Воспитательницу дергает. Дитя смотрит на нее жадно, будто готовое к тому, что ему сейчас радостно предложат свежий скальп.
— Спасибо, милый.
Мальчика, не отзывающегося на собственное имя, переводят уже на этой неделе. Его рисунки, любезно оставленные — «а то как же вы без них, такие красивые, у меня-то свои будут, живые, настоящие», кто-то рвет и выкидывает с особой жестокостью.
Возможно, даже сжигает.
И сдуру перекрашивается в угольно-черный.
***
Особой формой мазохизма для него являются утренние процедуры, а именно — вытирание влажного лица одним и тем же, стиранным на двадцать раз полотенцем.
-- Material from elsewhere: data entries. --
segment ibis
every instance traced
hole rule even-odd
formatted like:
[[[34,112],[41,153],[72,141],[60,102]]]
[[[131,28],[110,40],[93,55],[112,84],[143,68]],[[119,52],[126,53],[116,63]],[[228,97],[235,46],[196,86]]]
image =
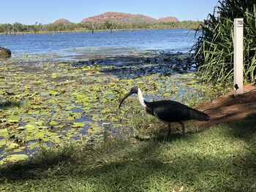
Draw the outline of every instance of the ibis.
[[[148,102],[144,100],[140,89],[133,87],[121,99],[118,108],[120,109],[123,101],[130,95],[138,94],[139,101],[146,112],[159,119],[160,121],[168,124],[168,134],[170,133],[170,123],[177,122],[181,125],[183,134],[185,134],[184,120],[208,120],[210,117],[205,112],[192,109],[181,103],[171,101],[162,100]]]

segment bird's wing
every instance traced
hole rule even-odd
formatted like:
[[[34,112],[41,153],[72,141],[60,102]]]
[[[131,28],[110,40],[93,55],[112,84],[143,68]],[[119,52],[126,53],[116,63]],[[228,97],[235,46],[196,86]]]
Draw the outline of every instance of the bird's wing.
[[[189,120],[191,110],[193,110],[183,104],[168,100],[151,102],[149,107],[154,116],[165,122]]]

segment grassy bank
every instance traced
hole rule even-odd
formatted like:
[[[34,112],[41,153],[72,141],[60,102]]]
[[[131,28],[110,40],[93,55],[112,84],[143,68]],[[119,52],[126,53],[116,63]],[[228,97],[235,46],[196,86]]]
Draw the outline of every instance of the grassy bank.
[[[255,191],[255,117],[190,127],[186,137],[42,148],[34,158],[1,167],[0,190]]]

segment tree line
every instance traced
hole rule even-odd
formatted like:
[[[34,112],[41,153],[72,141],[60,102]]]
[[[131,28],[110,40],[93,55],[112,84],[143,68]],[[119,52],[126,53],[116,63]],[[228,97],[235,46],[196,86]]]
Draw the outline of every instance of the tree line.
[[[102,30],[133,30],[133,29],[170,29],[170,28],[188,28],[197,29],[202,24],[201,21],[185,20],[181,22],[162,22],[162,23],[114,23],[105,21],[102,23],[50,23],[42,24],[36,23],[34,25],[24,25],[20,23],[13,24],[0,24],[1,34],[16,33],[51,33],[65,31],[89,31]]]

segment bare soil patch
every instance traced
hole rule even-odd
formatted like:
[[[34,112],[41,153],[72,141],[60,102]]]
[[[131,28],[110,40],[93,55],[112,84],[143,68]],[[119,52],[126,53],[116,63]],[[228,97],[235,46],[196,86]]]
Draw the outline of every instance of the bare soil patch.
[[[200,104],[197,109],[211,117],[209,121],[198,122],[199,125],[213,125],[245,118],[256,112],[255,83],[246,85],[244,94],[235,96],[234,91],[232,91],[227,95]]]

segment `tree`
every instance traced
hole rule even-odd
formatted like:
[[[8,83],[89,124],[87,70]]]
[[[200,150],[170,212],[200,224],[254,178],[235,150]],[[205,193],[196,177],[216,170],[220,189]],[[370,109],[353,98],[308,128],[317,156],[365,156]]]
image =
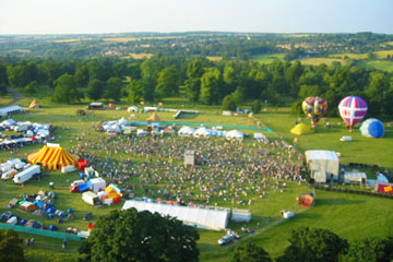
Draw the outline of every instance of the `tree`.
[[[240,242],[235,249],[231,262],[271,262],[269,253],[252,242]]]
[[[93,100],[98,100],[103,97],[105,85],[100,80],[91,79],[87,85],[87,97]]]
[[[260,100],[254,100],[252,103],[252,106],[251,106],[251,111],[253,111],[254,114],[258,114],[261,111],[261,108],[262,108],[262,104]]]
[[[335,262],[348,247],[346,240],[321,228],[300,227],[291,231],[288,241],[277,262]]]
[[[179,93],[179,73],[175,66],[165,68],[158,73],[155,97],[160,99]]]
[[[198,239],[195,228],[169,216],[111,211],[80,246],[80,261],[198,261]]]
[[[201,92],[201,79],[188,79],[184,83],[186,94],[190,102],[196,102]]]
[[[71,104],[79,102],[82,95],[76,90],[75,79],[70,74],[62,74],[55,81],[55,93],[52,100],[57,103]]]
[[[132,104],[139,103],[143,98],[141,81],[131,80],[131,83],[127,86],[127,88],[129,90],[129,100]]]
[[[391,262],[393,260],[393,238],[366,238],[350,245],[348,252],[341,257],[345,262]]]
[[[7,74],[12,87],[24,87],[32,81],[28,68],[25,64],[9,66]]]
[[[104,98],[119,102],[121,97],[121,87],[122,87],[122,82],[119,78],[108,79],[106,83],[106,88],[104,91]]]
[[[35,94],[38,90],[38,82],[37,81],[32,81],[28,85],[26,85],[25,91],[28,94]]]
[[[200,102],[205,105],[217,104],[219,84],[219,70],[216,68],[207,68],[201,78]]]
[[[223,99],[223,110],[230,110],[230,111],[236,110],[236,103],[235,103],[231,95],[227,95],[226,97],[224,97],[224,99]]]
[[[0,230],[0,261],[23,262],[24,253],[21,243],[23,240],[16,231]]]

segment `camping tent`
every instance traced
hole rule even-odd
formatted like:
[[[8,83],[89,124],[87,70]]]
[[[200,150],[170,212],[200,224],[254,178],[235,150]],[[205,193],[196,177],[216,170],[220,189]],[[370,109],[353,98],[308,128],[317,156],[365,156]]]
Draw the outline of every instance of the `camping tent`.
[[[189,135],[192,135],[194,132],[195,132],[195,130],[193,128],[184,126],[179,130],[178,134],[180,136],[189,136]]]
[[[245,134],[243,134],[243,132],[240,132],[238,130],[231,130],[226,133],[225,138],[228,140],[235,139],[235,140],[242,141],[245,139]]]
[[[34,100],[31,103],[31,105],[28,106],[28,108],[31,108],[31,109],[33,109],[33,108],[39,108],[39,103],[38,103],[36,99],[34,99]]]
[[[59,144],[47,144],[44,147],[29,154],[27,160],[32,165],[41,165],[48,169],[61,169],[64,166],[76,166],[79,157],[68,153]]]
[[[200,209],[195,206],[160,204],[135,200],[126,201],[121,210],[131,207],[134,207],[138,212],[157,212],[163,216],[176,217],[184,224],[213,230],[226,229],[230,215],[229,209]]]
[[[134,111],[134,112],[138,112],[138,106],[130,106],[129,108],[127,108],[127,111],[128,112],[132,112],[132,111]]]
[[[340,159],[334,151],[306,151],[306,162],[315,182],[338,181]]]
[[[124,126],[124,124],[127,124],[127,123],[128,123],[128,121],[126,120],[124,117],[120,118],[119,121],[118,121],[118,124],[119,124],[119,126]]]
[[[303,133],[312,133],[313,130],[309,124],[298,123],[290,130],[290,132],[293,134],[300,135],[300,134],[303,134]]]
[[[384,127],[383,123],[376,119],[369,118],[360,126],[360,133],[367,138],[380,139],[383,138]]]
[[[206,129],[205,127],[196,129],[196,131],[193,133],[193,136],[195,138],[209,138],[211,136],[212,131]]]
[[[147,122],[160,122],[159,117],[157,116],[156,112],[153,112],[152,116],[150,116],[148,118],[146,118]]]

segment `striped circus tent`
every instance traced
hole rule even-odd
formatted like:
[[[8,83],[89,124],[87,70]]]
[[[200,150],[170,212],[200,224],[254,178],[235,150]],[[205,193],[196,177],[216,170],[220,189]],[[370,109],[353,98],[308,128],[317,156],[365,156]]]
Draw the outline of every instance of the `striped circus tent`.
[[[44,147],[27,156],[32,165],[40,165],[48,169],[61,169],[64,166],[76,166],[79,157],[68,153],[60,144],[44,145]]]

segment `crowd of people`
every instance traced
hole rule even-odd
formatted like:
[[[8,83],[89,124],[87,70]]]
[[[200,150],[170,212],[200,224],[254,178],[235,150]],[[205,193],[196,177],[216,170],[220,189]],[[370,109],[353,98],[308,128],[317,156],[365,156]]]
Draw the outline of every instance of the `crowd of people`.
[[[71,140],[72,153],[87,159],[100,176],[150,198],[203,204],[246,204],[269,188],[284,192],[286,180],[302,181],[303,155],[282,140],[228,141],[225,138],[123,136],[86,132]],[[183,164],[194,152],[194,166]]]

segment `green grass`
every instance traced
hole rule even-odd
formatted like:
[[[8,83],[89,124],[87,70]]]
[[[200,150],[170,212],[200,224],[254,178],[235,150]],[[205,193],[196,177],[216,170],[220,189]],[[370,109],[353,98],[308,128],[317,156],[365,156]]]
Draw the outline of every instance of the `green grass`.
[[[272,63],[274,61],[284,61],[285,53],[265,53],[252,56],[251,60],[260,63]]]
[[[1,98],[0,104],[8,98]],[[22,98],[20,104],[28,106],[32,97]],[[52,104],[48,99],[40,99],[43,105],[40,109],[32,110],[32,114],[16,115],[15,120],[29,120],[37,122],[50,122],[57,128],[56,140],[53,143],[61,143],[66,148],[75,145],[74,135],[82,132],[88,132],[92,123],[119,119],[121,117],[129,118],[130,114],[123,110],[103,110],[94,111],[87,117],[76,117],[76,109],[85,108],[85,105],[63,106]],[[121,106],[130,106],[126,102],[119,103]],[[257,121],[265,123],[275,131],[275,134],[267,134],[270,138],[282,138],[293,142],[295,135],[289,130],[294,126],[297,117],[289,115],[289,108],[279,108],[278,111],[267,109],[266,112],[258,114],[255,118],[225,117],[222,116],[219,106],[207,107],[196,104],[189,104],[183,98],[169,98],[164,100],[167,108],[187,108],[201,110],[201,115],[193,118],[180,119],[180,121],[205,122],[219,124],[238,124],[238,126],[257,126]],[[150,114],[134,114],[132,120],[141,121],[150,116]],[[162,120],[174,120],[172,112],[158,112]],[[130,118],[129,118],[130,119]],[[303,120],[306,122],[306,120]],[[330,121],[333,126],[331,130],[323,128],[323,121]],[[359,134],[358,130],[349,133],[341,119],[321,120],[317,132],[313,134],[300,135],[295,146],[303,152],[306,150],[334,150],[342,153],[342,163],[366,163],[377,164],[383,167],[393,167],[393,129],[385,127],[385,138],[380,140],[367,139]],[[251,134],[251,132],[248,132]],[[103,134],[91,132],[92,139],[100,139]],[[341,142],[343,135],[353,135],[353,142]],[[61,139],[60,139],[61,136]],[[246,145],[250,144],[246,140]],[[10,157],[23,157],[39,150],[40,144],[25,146],[21,148],[16,155],[10,155],[8,152],[0,152],[0,160],[4,162]],[[114,156],[118,157],[118,156]],[[156,158],[153,158],[156,159]],[[141,159],[135,157],[135,163]],[[110,210],[121,209],[122,204],[112,207],[103,206],[94,209],[83,203],[79,193],[70,193],[69,184],[72,180],[78,179],[76,174],[60,174],[59,171],[46,171],[47,176],[40,181],[29,181],[24,188],[13,184],[12,181],[0,181],[0,212],[4,209],[8,201],[13,196],[19,196],[22,192],[36,193],[40,189],[49,190],[48,183],[55,182],[55,191],[59,193],[56,202],[57,209],[67,211],[72,207],[75,210],[76,219],[67,222],[60,226],[61,230],[72,226],[79,229],[86,229],[87,223],[82,221],[84,213],[92,211],[93,221],[100,215],[107,214]],[[132,180],[138,182],[138,180]],[[252,240],[262,245],[273,257],[279,255],[288,245],[287,237],[291,229],[298,226],[314,226],[333,230],[340,236],[349,240],[364,238],[367,236],[385,236],[393,234],[393,215],[391,212],[392,200],[370,198],[364,195],[340,194],[325,191],[317,191],[317,205],[310,210],[300,207],[296,203],[296,196],[302,192],[309,192],[307,184],[298,186],[288,183],[286,192],[274,192],[273,189],[266,189],[266,198],[253,201],[250,209],[252,211],[252,222],[248,225],[255,229],[255,235],[243,235],[243,240]],[[141,191],[138,191],[141,194]],[[213,199],[213,201],[215,201]],[[230,201],[218,201],[219,206],[231,206]],[[240,207],[248,207],[240,205]],[[294,219],[285,221],[279,217],[278,211],[285,209],[295,211],[297,216]],[[34,218],[31,214],[20,213],[17,215],[25,218]],[[47,219],[43,219],[46,225]],[[57,223],[55,223],[57,224]],[[258,226],[259,225],[259,226]],[[240,230],[241,224],[230,223],[229,226],[235,230]],[[361,230],[359,230],[361,228]],[[201,261],[228,261],[231,251],[236,245],[221,247],[217,245],[224,234],[221,231],[199,230],[201,239],[199,240],[200,260]],[[68,261],[73,260],[78,252],[78,243],[70,242],[66,250],[61,249],[61,240],[53,240],[45,237],[35,237],[36,245],[34,247],[24,247],[28,261]]]

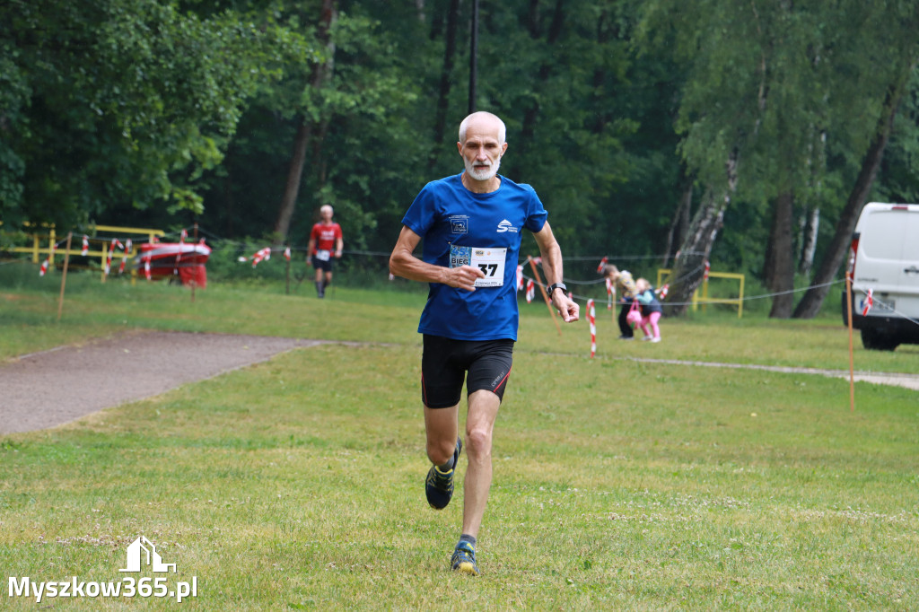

От него будто по сей день несет кровью чужих порванных губ, болью утраты.
Будто стоит прижать его к уху, как тут же услышишь нечеловеческий, полный скорби вой.
Ральфу бы выкинуть его, это полотенце, но он хранит, стараясь не думать зачем. Утирается им каждый день, промокает руки, проводит иногда по зеркалу, запотевшему от пара горячей душевой воды.
Живет рядом с ним и помнит.
Живет рядом с ним, в пяти метрах от, и знает, что он тоже никогда не забудет.
На кожаном диване, если приглядеться, видны содранные борозды от чьих-то когтей.
***
— Ты у меня пойдешь.
А Эрик не помнит даже, чего это они вдруг съехались. Будто по старой привычке жить бок о бок, будто белые вороны тоже сбиваются в стаи.
— Ты у меня пойдешь.
Александр. Имя красивое, мужественное, подходящее, но Эрик по сей день зовет его Черным. Почему-то.
А Черный говорит:
— Ты у меня пойдешь, — и у Эрика нет причин не верить, потому что в квартире — в их квартире — действительно живет бультерьер.
И потому Эрик только кивает. Пойдет, еще как пойдет. У Черного — точно.